10:39 | 04/07/2018 Industry
Vietnam’s Binh Son Refining and Petrochemical will offload a further 49 percent stake and not limit the sale to only strategic investors as previously planned, in order to attract more buyers, its chief executive said.
|A view of Dung Quat Oil Refinery - Photo courtesy of Binh Son Refining and Petrochemical|
The sale is expected to take place via a public auction ahead of state-owned Binh Son’s possible listing in April next year, CEO Tran Ngoc Nguyen told Reuters, adding proceeds will be used for long-term investment in petrochemicals products.
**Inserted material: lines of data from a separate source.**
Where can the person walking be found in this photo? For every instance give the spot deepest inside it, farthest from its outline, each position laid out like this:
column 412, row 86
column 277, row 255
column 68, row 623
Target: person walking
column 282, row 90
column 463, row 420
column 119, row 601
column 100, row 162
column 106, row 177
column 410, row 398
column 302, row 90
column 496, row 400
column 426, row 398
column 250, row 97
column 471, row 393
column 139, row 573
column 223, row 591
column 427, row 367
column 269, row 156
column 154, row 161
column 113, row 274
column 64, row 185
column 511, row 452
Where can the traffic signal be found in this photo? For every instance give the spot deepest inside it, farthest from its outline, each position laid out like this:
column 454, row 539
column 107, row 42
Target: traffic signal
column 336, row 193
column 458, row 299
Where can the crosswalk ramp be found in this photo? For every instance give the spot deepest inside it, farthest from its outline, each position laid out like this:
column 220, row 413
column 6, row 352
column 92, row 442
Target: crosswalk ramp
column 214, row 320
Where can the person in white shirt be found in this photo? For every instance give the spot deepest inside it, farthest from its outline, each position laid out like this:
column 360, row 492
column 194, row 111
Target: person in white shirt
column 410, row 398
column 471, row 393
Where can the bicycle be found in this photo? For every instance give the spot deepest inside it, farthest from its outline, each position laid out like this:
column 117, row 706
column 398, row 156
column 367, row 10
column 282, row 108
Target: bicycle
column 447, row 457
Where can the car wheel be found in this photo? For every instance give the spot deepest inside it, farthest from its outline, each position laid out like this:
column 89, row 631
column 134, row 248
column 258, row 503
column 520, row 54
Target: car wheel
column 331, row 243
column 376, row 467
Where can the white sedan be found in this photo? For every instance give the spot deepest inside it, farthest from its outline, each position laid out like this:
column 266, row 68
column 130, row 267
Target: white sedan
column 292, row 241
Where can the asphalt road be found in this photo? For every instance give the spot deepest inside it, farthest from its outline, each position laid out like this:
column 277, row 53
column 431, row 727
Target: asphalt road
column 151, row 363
In an IPO earlier this year, the Vietnamese government raised US$245 million by selling a 7.79 percent stake in Binh Son, the operator of the US$3-billion Dung Quat oil refinery.
At the time, Binh Son had said it would sell a further 49 percent stake to strategic investors, including domestic and foreign investors.
But the refinery operator has so far failed to find a strategic investor, CEO Nguyen said.
“The timing is too short for strategic investors to decide to invest in such a big stake,” he added.
BSR also hopes to ease requirements such as lock-up time and minimum registered capital for the planned sale, Nguyen said, adding he expected the government to approve the change in order to help speed up the process.
Vietnam has been privatising hundreds of state-owned enterprises in order to boost their performance, relax a tight state budget and reform an economy that is highly reliant on foreign investments.
Binh Son’s foreign ownership is capped at 49 percent. It is currently 5 percent owned by foreigners, indicating overseas buyers may take up to 44 percent in the upcoming sale.
Shares of the company have been trading on the unlisted public company market, or UPCoM, since March, and Nguyen expects the shares to be listed on the Ho Chi Minh Stock Exchange , the country’s main bourse, by April next year.
Binh Son expects to rake in a net profit of VND2.95 trillion (US$129 million) in the first half of this year, or about 85 percent of its full-year target, it said in a statement.
The company will use retained profits as well as loans to fund a planned upgrade of its Dung Quat refinery.
Dung Quat, Vietnam’s first refinery that began operations in 2009, was initially designed to process light sweet crude oil, mostly sourced from the Bach Ho field offshore Vietnam.
The upgrade will enable the plant to process sour crude oil as well, Nguyen said, and will also allow it to produce more petrochemical products.
Binh Son will select an engineering, procurement and construction contractor for the upgrade next year.
Nguyen said seven companies had registered to bid for the contract, but declined to name them.